Capítulo I: Narrim, del reino Rongo

Años tras la derrota de Ganondorf. regresa por fin la calma a Hyrule. Toda su gente por fin podía caminar por los amplios paisajes del reino y realizar sus labores con tranquilidad. El cataclismo no solamente significó muerte, sangre y pérdidas materiales para toda su gente, pero también una temible recesión, la comida aunque suficiente, empezaba a costar el doble de su valor, la criminalidad iba en aumento, el trabajo era carente e ineficiente, el reino soportaba, la esperanza no se apagaba, ¿pero por cuánto tiempo? Zelda parecía todo el tiempo despreocupada, iba haciendo sus investigaciones como solía hacer antes con la compañía de su amado Link, sus voceros que quedaban perseguían a la princesa adonde fuera para que regresara al castillo y se hiciera cargo de todo. Quizá en esos instantes quería paz, pero en un momento todo cambió cuando fueron asaltados por un grupo de maleantes. Ahí por fin se reventó su burbuja.

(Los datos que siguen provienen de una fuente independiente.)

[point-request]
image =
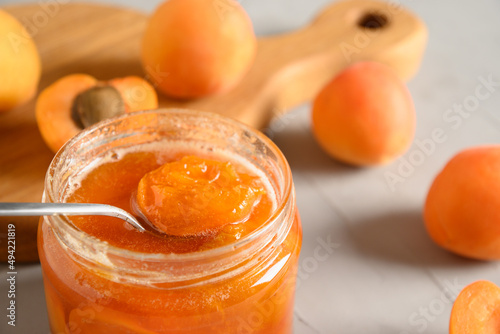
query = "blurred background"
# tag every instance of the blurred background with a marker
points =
(382, 275)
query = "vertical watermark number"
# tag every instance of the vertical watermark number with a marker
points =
(11, 274)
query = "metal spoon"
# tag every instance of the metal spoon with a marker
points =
(69, 209)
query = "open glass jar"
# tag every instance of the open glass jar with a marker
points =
(94, 286)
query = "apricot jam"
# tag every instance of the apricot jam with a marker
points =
(234, 273)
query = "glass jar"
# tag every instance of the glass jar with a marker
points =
(244, 287)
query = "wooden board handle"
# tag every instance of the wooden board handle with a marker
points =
(290, 69)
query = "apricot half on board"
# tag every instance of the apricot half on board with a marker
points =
(77, 101)
(476, 309)
(462, 209)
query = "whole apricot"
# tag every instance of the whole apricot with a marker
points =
(461, 211)
(77, 101)
(476, 309)
(364, 116)
(20, 66)
(194, 48)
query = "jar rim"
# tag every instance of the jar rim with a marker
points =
(285, 200)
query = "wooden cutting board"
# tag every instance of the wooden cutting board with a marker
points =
(105, 41)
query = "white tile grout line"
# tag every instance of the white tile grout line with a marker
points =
(306, 323)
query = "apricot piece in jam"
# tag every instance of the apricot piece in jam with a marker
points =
(195, 196)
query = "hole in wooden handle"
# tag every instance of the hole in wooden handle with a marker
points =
(373, 20)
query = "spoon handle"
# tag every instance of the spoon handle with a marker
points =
(69, 209)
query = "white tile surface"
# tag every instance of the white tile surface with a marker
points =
(383, 274)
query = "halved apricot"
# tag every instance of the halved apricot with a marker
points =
(476, 310)
(79, 100)
(195, 196)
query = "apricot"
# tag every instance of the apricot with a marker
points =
(195, 48)
(476, 309)
(20, 65)
(461, 212)
(364, 116)
(77, 101)
(195, 196)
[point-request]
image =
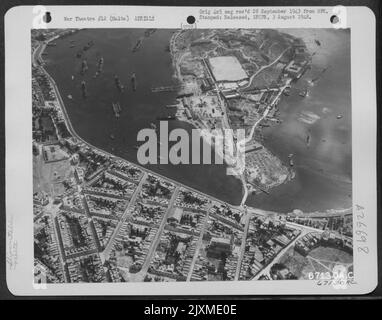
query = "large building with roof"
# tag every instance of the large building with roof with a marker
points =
(227, 69)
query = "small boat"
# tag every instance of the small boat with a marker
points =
(303, 93)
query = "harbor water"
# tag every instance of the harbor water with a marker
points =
(323, 168)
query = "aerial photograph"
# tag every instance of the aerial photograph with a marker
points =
(191, 154)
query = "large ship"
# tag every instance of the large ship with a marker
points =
(116, 109)
(169, 117)
(118, 83)
(134, 81)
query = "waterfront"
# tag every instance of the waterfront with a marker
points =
(93, 119)
(323, 166)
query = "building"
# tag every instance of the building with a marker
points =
(227, 69)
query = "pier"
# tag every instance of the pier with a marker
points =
(166, 88)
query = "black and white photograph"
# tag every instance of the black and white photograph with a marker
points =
(191, 150)
(100, 215)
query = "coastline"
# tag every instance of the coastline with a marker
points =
(72, 131)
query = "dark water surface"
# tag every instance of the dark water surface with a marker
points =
(323, 179)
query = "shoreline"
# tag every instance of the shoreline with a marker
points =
(74, 134)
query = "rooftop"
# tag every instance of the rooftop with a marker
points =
(227, 68)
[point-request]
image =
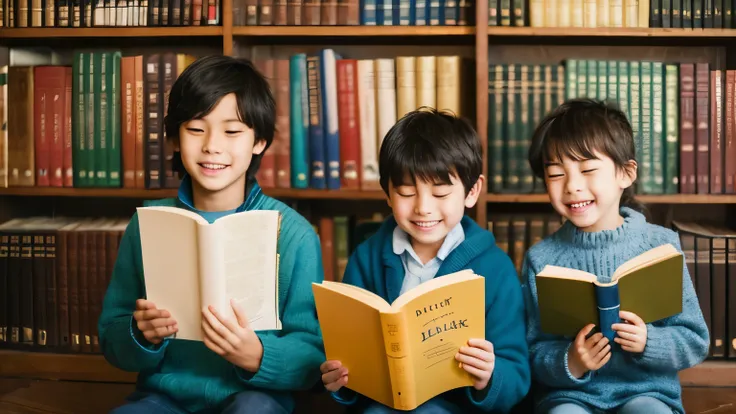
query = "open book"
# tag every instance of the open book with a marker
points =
(649, 285)
(189, 264)
(402, 354)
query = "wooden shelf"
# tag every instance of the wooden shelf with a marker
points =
(647, 199)
(72, 367)
(353, 31)
(154, 194)
(608, 32)
(97, 32)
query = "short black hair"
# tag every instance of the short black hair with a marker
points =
(578, 128)
(205, 82)
(430, 145)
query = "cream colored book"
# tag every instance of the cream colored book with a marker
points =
(189, 264)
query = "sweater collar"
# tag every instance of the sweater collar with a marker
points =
(632, 220)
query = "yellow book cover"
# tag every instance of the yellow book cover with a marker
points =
(402, 354)
(649, 285)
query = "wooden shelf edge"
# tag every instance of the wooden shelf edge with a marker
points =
(55, 366)
(710, 374)
(353, 31)
(608, 32)
(69, 32)
(644, 198)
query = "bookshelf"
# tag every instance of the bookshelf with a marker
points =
(480, 37)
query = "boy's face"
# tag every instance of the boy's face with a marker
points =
(428, 211)
(588, 192)
(216, 152)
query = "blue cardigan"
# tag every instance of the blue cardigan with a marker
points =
(375, 267)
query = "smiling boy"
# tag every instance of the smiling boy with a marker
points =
(221, 117)
(430, 169)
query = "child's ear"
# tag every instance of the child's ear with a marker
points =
(629, 174)
(474, 192)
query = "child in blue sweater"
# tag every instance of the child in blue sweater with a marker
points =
(430, 168)
(584, 151)
(221, 117)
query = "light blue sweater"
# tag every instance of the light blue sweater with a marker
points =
(673, 344)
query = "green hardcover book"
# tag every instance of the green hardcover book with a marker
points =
(79, 120)
(91, 102)
(571, 69)
(645, 142)
(602, 93)
(672, 97)
(101, 114)
(657, 128)
(612, 92)
(592, 91)
(623, 89)
(114, 160)
(649, 285)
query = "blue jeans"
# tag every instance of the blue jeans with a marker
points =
(433, 406)
(244, 402)
(643, 404)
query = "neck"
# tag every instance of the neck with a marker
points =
(226, 199)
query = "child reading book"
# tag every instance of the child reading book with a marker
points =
(584, 150)
(430, 168)
(220, 117)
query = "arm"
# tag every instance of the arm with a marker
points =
(547, 353)
(291, 357)
(680, 341)
(121, 341)
(505, 329)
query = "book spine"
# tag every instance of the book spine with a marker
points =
(608, 301)
(396, 340)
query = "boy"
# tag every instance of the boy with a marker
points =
(430, 168)
(221, 119)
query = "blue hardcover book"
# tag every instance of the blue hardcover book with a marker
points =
(316, 120)
(299, 120)
(328, 84)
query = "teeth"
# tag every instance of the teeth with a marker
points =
(213, 166)
(583, 204)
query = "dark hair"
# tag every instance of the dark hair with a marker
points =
(578, 128)
(430, 145)
(205, 82)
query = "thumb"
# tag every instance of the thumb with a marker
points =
(240, 314)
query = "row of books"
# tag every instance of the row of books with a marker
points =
(681, 115)
(99, 122)
(678, 14)
(108, 13)
(353, 12)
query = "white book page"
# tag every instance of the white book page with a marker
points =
(249, 244)
(171, 267)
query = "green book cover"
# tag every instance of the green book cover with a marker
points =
(649, 285)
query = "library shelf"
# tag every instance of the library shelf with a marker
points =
(352, 31)
(644, 198)
(108, 32)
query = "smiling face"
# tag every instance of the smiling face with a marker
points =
(216, 151)
(588, 192)
(428, 211)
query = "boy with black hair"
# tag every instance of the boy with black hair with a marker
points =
(430, 168)
(221, 117)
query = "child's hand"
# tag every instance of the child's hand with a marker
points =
(588, 354)
(155, 324)
(236, 342)
(334, 375)
(478, 360)
(632, 336)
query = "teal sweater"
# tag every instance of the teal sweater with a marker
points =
(673, 344)
(187, 371)
(375, 267)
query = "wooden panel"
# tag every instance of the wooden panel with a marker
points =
(76, 367)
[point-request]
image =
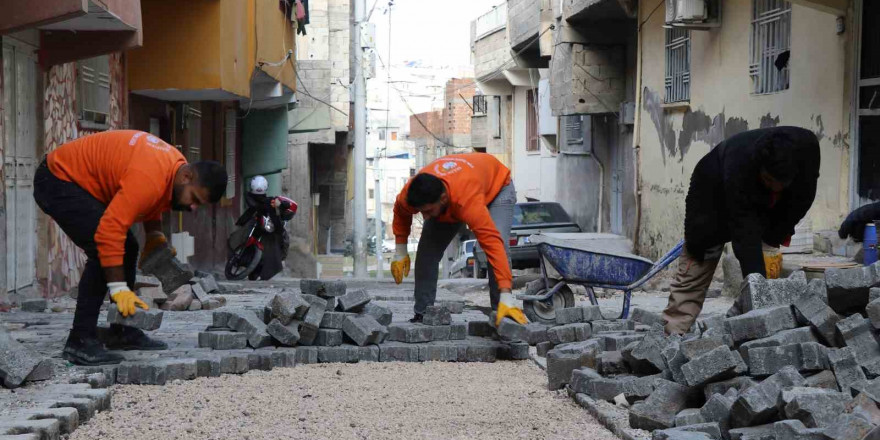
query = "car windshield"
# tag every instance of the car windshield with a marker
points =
(537, 213)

La princesa regresó al castillo para reportar los sucesos, sus voceros, que solo podían apoyar en poco a la princesa, estaban cansados de tener que cubrirla todo el tiempo con mentiras. Su padre había tenido razón todo este tiempo, "deja de perder el tiempo en esas investigaciones", recordó. Ahí mismo Zelda se dio cuenta que todo este tiempo había sido infantil.

Se sumergió en los documentos con información importante sobre los fondos del reino, sus deudas, en general papelería de contadores para ver qué podía hacer. Contrató a varios cancilleres para poder entender a la perfección qué necesitaba su reino y los escuchó sin interrupción por horas y horas. El problema era más grave de lo que creía.

—Reconstruir Hyrule no será cosa sencilla, pedir ayuda a los reinos vecinos no se ve tan viable, ya hemos hablado con estos y no se veían muy felices con los resultados económicos devastadores, también la gente sufre de carencias y hambre—dijo uno de sus ayudantes. Zelda, sumergida en una desesperación, solamente pensaba en conseguir fondos y aliados que la apoyen para poder sacar a su gente adelante.

—¿Es posible, si me casara con el caballero Link, que podamos salir adelante?—preguntó la princesa mientras les daba la espalda en su oficina, era una tarde lluviosa—sus cancilleres se vieron entre ellos.

—Link, aún siendo un caballero, no es apto para ser príncipe según dictan las normas de nuestro reino—la princesa Zelda volteó a verlos.

—¿Príncipe?

—Primero que nada, necesita ser coronada como sucesora de su padre. Segundo, Link no es apto para ser príncipe ni rey, los caballeros no pueden, no son de la realeza—la princesa los vio con los ojos bien abiertos.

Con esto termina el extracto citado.